This is quintessentially American music and at the center of the album is the idea of the preciousness and impermanence of life in time, and the “fleeting hopes of the American dreamer.” Even with all of its warts, (“Cause she’s violent and she’s stubborn / and she’s ugly but I love her, goddamn”), he’s enamored with the life he gets to live in America and the people he’s met and been touched by: his father, his mother, Jeff Buckley, Otis Reading, Diane Lane, and the list goes on.

“Now I wait around just like a clown wondering what to do / With a map, wondering which road leads back to you,” he sings on the orchestra-enriched, “Five Easy Pieces.” And the road that leads back to you on this album is a “photograph.” Each song is a snapshot, fully realized with strings, banjo, flute, piano, horns and Morby’s tight-knit band. It’s a far cry from his mostly folk beginnings, how the arrangements are filled with swells and bells and everything pretty and moving.
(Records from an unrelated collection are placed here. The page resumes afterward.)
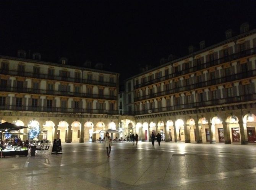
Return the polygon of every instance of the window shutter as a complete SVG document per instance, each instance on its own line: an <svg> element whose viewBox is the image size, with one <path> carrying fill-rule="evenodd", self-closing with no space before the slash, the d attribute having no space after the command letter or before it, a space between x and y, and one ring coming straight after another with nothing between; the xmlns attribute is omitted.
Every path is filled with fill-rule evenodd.
<svg viewBox="0 0 256 190"><path fill-rule="evenodd" d="M237 94L237 86L233 86L232 88L233 91L233 96L236 96Z"/></svg>
<svg viewBox="0 0 256 190"><path fill-rule="evenodd" d="M46 99L44 99L44 107L46 107L47 105L47 100Z"/></svg>
<svg viewBox="0 0 256 190"><path fill-rule="evenodd" d="M244 95L243 86L240 85L238 86L238 89L239 91L239 96L243 96Z"/></svg>
<svg viewBox="0 0 256 190"><path fill-rule="evenodd" d="M253 70L253 64L252 64L251 61L248 62L247 64L247 67L248 67L248 70Z"/></svg>
<svg viewBox="0 0 256 190"><path fill-rule="evenodd" d="M247 40L245 42L245 49L249 49L250 48L250 40Z"/></svg>
<svg viewBox="0 0 256 190"><path fill-rule="evenodd" d="M228 55L231 55L233 53L233 46L228 48Z"/></svg>
<svg viewBox="0 0 256 190"><path fill-rule="evenodd" d="M254 48L256 47L256 38L253 40L253 45Z"/></svg>
<svg viewBox="0 0 256 190"><path fill-rule="evenodd" d="M218 52L214 52L213 54L214 60L218 59Z"/></svg>
<svg viewBox="0 0 256 190"><path fill-rule="evenodd" d="M227 89L222 89L222 94L223 96L223 98L227 97Z"/></svg>
<svg viewBox="0 0 256 190"><path fill-rule="evenodd" d="M221 89L218 89L217 90L217 98L220 99L221 98Z"/></svg>
<svg viewBox="0 0 256 190"><path fill-rule="evenodd" d="M252 83L250 85L251 93L254 94L255 93L255 85L254 83Z"/></svg>

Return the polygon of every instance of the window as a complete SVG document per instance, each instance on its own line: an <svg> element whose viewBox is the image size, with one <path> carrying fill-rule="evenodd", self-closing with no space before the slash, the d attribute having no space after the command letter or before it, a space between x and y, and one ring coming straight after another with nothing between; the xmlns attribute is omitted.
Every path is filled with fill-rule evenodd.
<svg viewBox="0 0 256 190"><path fill-rule="evenodd" d="M113 103L109 104L109 110L114 110L114 104Z"/></svg>
<svg viewBox="0 0 256 190"><path fill-rule="evenodd" d="M109 90L109 94L112 96L114 96L114 91L113 90Z"/></svg>
<svg viewBox="0 0 256 190"><path fill-rule="evenodd" d="M100 82L103 82L104 81L103 75L99 75L99 81Z"/></svg>
<svg viewBox="0 0 256 190"><path fill-rule="evenodd" d="M185 79L185 84L186 85L190 85L190 79L189 78L186 78Z"/></svg>
<svg viewBox="0 0 256 190"><path fill-rule="evenodd" d="M0 106L5 105L5 97L0 96Z"/></svg>
<svg viewBox="0 0 256 190"><path fill-rule="evenodd" d="M215 78L215 73L214 72L211 72L210 73L211 79L214 79Z"/></svg>
<svg viewBox="0 0 256 190"><path fill-rule="evenodd" d="M101 88L99 89L99 95L101 96L103 95L103 89Z"/></svg>
<svg viewBox="0 0 256 190"><path fill-rule="evenodd" d="M53 76L54 75L54 69L48 69L48 75Z"/></svg>
<svg viewBox="0 0 256 190"><path fill-rule="evenodd" d="M47 108L52 108L52 100L47 100L46 107Z"/></svg>
<svg viewBox="0 0 256 190"><path fill-rule="evenodd" d="M91 110L92 109L92 102L87 102L87 109Z"/></svg>
<svg viewBox="0 0 256 190"><path fill-rule="evenodd" d="M2 65L1 69L2 72L7 71L9 70L8 65L7 63L2 62Z"/></svg>
<svg viewBox="0 0 256 190"><path fill-rule="evenodd" d="M226 68L225 69L225 76L228 76L231 75L231 67Z"/></svg>
<svg viewBox="0 0 256 190"><path fill-rule="evenodd" d="M129 92L131 90L131 82L129 82L128 83L128 91Z"/></svg>
<svg viewBox="0 0 256 190"><path fill-rule="evenodd" d="M75 101L74 105L75 108L75 109L78 109L79 108L79 102Z"/></svg>
<svg viewBox="0 0 256 190"><path fill-rule="evenodd" d="M22 89L23 87L23 81L17 81L17 88L19 89Z"/></svg>
<svg viewBox="0 0 256 190"><path fill-rule="evenodd" d="M251 94L251 88L250 84L243 85L245 89L245 94Z"/></svg>
<svg viewBox="0 0 256 190"><path fill-rule="evenodd" d="M87 94L91 94L92 93L92 89L91 88L87 88Z"/></svg>
<svg viewBox="0 0 256 190"><path fill-rule="evenodd" d="M223 56L224 57L227 57L228 56L228 49L223 49Z"/></svg>
<svg viewBox="0 0 256 190"><path fill-rule="evenodd" d="M37 99L32 98L32 107L37 107Z"/></svg>
<svg viewBox="0 0 256 190"><path fill-rule="evenodd" d="M228 97L232 97L233 96L233 90L232 88L227 89L227 96Z"/></svg>
<svg viewBox="0 0 256 190"><path fill-rule="evenodd" d="M25 71L25 65L19 64L18 65L18 72L22 73Z"/></svg>
<svg viewBox="0 0 256 190"><path fill-rule="evenodd" d="M1 79L0 82L0 87L2 88L6 88L7 86L7 80Z"/></svg>
<svg viewBox="0 0 256 190"><path fill-rule="evenodd" d="M111 83L114 83L114 77L111 77L109 78L109 82Z"/></svg>
<svg viewBox="0 0 256 190"><path fill-rule="evenodd" d="M40 67L34 67L33 70L34 75L36 75L40 73Z"/></svg>
<svg viewBox="0 0 256 190"><path fill-rule="evenodd" d="M75 92L76 93L80 93L80 86L75 86Z"/></svg>
<svg viewBox="0 0 256 190"><path fill-rule="evenodd" d="M131 94L130 94L128 95L128 103L131 103Z"/></svg>
<svg viewBox="0 0 256 190"><path fill-rule="evenodd" d="M209 55L209 61L212 61L214 60L214 56L213 53Z"/></svg>
<svg viewBox="0 0 256 190"><path fill-rule="evenodd" d="M100 110L103 109L103 103L99 103L99 109Z"/></svg>
<svg viewBox="0 0 256 190"><path fill-rule="evenodd" d="M92 75L91 73L87 74L87 80L92 80Z"/></svg>
<svg viewBox="0 0 256 190"><path fill-rule="evenodd" d="M16 107L21 107L22 105L22 98L21 97L16 98Z"/></svg>
<svg viewBox="0 0 256 190"><path fill-rule="evenodd" d="M211 91L212 93L212 99L215 100L217 99L217 91L214 90Z"/></svg>

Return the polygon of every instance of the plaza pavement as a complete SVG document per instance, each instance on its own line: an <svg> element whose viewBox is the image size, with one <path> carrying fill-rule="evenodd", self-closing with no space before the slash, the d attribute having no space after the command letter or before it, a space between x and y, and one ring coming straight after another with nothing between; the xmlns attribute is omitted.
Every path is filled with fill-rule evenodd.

“I know that I’m not perfect, just like I know that you are wild / I know that though we’re both grown up, I still feel like a child inside.” As a rumination on the past, which is “going out of style,” this record captures time and place in a snapshot: his mortal parents, his flawed country, American music’s ephemeral history. It’s a touching tribute and a seamless concept album, like Morby has executed a number of times before. It establishes him as one of the most prolific and trustworthy voices in the modern music of America.